ECLI:NL:RBUTR:2010:BL7084
Rechtbank Utrecht
- Eerste aanleg - enkelvoudig
- S.C. Hagedoorn
- Rechtspraak.nl
Samenloop van boetes in NVM-koopcontracten en de verhouding tussen contractuele boete en aanvullende schadevergoeding
In deze zaak, die werd behandeld door de Rechtbank Utrecht, hebben eisers, vertegenwoordigd door advocaat mr. N. Strikwerda, een vordering ingesteld tegen gedaagde, die niet verschenen was. De procedure begon met een dagvaarding en het verlenen van verstek tegen gedaagde. De eisers maakten aanspraak op twee verschillende boetes op basis van de NVM-koopovereenkomst: een boete van 10% wegens buitengerechtelijke ontbinding en een boete van drie promille van de koopprijs wegens het niet voldoen aan een sommatie tot nakoming van de overeenkomst. De rechtbank oordeelde dat eisers niet beide boetes konden claimen, maar slechts één van de twee boeteclausules konden toepassen. De rechtbank wees de vordering tot betaling van de boete van EUR 99.600,00 toe, maar wees de vordering tot betaling van de contractuele boete wegens ontbinding van EUR 84.000,00 af, omdat deze ongegrond werd geacht.

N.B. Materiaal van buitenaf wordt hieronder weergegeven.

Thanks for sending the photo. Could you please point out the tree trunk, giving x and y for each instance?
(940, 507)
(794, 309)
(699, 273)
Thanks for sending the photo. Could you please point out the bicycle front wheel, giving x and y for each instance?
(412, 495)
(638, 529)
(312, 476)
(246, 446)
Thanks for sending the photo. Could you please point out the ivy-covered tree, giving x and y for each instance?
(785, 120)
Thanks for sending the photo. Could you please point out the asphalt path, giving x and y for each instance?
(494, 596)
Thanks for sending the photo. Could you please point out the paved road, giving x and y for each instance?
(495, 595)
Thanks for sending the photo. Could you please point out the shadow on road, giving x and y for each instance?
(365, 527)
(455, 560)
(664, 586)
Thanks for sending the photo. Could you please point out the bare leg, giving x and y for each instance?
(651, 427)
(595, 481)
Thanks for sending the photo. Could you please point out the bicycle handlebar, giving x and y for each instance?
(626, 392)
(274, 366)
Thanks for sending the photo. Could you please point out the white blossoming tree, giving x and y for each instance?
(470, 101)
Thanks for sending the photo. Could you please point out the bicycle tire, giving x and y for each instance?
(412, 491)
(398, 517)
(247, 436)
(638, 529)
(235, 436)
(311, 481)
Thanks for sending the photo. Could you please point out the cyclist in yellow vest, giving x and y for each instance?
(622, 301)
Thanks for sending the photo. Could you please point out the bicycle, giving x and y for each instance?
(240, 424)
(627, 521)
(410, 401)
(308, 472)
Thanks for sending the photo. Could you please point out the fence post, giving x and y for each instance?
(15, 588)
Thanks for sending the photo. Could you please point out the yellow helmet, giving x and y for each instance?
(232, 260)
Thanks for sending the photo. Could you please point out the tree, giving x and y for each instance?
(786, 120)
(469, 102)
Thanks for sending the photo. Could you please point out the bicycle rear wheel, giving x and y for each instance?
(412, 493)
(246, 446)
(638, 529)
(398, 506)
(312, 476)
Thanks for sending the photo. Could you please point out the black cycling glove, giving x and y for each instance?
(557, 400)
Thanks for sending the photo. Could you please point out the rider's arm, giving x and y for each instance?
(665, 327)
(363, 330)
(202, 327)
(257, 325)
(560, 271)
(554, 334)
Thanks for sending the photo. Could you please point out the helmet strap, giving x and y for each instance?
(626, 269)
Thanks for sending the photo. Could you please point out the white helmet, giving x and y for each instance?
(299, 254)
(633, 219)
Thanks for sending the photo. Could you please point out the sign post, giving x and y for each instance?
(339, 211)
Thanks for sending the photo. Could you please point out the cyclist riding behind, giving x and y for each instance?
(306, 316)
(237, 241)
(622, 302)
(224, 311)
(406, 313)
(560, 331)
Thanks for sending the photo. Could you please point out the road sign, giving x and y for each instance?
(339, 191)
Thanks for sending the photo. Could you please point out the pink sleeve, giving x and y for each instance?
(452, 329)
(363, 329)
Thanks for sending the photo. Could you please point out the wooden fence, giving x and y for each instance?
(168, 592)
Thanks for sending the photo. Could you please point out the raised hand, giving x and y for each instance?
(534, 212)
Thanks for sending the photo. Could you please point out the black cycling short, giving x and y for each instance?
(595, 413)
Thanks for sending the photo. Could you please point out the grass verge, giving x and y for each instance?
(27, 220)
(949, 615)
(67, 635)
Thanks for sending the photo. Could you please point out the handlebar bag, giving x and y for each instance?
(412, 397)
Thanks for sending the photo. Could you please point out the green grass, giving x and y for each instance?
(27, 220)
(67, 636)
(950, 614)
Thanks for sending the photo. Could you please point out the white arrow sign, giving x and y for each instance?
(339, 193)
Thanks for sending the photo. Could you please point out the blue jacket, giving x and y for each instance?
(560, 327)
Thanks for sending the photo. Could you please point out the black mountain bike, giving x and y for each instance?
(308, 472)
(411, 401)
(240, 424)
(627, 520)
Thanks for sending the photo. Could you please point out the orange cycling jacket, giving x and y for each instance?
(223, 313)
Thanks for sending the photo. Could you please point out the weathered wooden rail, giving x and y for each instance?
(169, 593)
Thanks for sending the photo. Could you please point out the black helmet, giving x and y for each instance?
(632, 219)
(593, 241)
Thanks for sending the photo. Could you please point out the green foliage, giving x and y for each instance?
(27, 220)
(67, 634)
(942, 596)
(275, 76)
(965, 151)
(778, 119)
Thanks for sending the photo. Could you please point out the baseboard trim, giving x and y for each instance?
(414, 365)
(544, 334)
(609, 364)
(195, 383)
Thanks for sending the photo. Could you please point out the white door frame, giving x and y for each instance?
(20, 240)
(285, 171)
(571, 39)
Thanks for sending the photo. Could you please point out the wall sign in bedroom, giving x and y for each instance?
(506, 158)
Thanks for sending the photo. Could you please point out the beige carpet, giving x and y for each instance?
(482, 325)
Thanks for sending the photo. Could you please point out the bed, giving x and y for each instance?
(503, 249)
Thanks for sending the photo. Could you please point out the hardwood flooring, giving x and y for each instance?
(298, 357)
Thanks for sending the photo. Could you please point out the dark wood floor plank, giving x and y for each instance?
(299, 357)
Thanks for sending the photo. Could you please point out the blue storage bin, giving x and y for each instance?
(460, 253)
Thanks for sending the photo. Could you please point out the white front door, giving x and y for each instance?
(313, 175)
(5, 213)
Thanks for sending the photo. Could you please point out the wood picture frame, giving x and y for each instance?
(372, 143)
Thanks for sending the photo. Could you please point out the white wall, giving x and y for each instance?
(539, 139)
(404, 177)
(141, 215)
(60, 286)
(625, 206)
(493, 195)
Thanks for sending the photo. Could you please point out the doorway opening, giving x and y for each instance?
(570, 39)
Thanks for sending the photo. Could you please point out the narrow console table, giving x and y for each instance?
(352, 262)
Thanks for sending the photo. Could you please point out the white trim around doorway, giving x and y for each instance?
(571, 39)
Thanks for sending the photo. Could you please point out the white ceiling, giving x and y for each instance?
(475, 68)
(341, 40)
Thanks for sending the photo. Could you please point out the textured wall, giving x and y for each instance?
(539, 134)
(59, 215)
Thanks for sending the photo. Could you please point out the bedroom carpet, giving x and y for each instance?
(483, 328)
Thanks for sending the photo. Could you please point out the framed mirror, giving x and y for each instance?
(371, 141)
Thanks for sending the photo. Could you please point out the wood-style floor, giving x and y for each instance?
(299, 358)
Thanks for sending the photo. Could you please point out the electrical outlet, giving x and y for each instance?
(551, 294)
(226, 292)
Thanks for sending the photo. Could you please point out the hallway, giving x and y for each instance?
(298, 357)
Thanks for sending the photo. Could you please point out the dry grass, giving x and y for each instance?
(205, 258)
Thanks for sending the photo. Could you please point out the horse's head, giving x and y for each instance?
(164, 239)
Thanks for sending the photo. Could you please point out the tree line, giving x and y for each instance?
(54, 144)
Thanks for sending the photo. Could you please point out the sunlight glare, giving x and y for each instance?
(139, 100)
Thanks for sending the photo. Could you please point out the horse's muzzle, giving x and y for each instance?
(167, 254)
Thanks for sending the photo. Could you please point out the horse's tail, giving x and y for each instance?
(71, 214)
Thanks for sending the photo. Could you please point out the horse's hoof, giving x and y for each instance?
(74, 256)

Daarnaast overwoog de rechtbank dat op grond van artikel 6:92 lid 2 BW hetgeen verschuldigd is op basis van een boetebeding in de plaats treedt van de schadevergoeding op grond van de wet. De rechtbank wees ook de vordering tot vergoeding van aanvullende schade en buitengerechtelijke kosten af, omdat eisers niet hadden aangetoond dat hun schadevergoeding hoger was dan de gevorderde boete. De rechtbank concludeerde dat de vordering tot betaling van de contractuele boete van EUR 99.600,00 toewijsbaar was, evenals de proceskosten aan de zijde van eisers, die op EUR 7.034,26 werden begroot. Het vonnis werd uitgesproken op 3 maart 2010 door mr. S.C. Hagedoorn.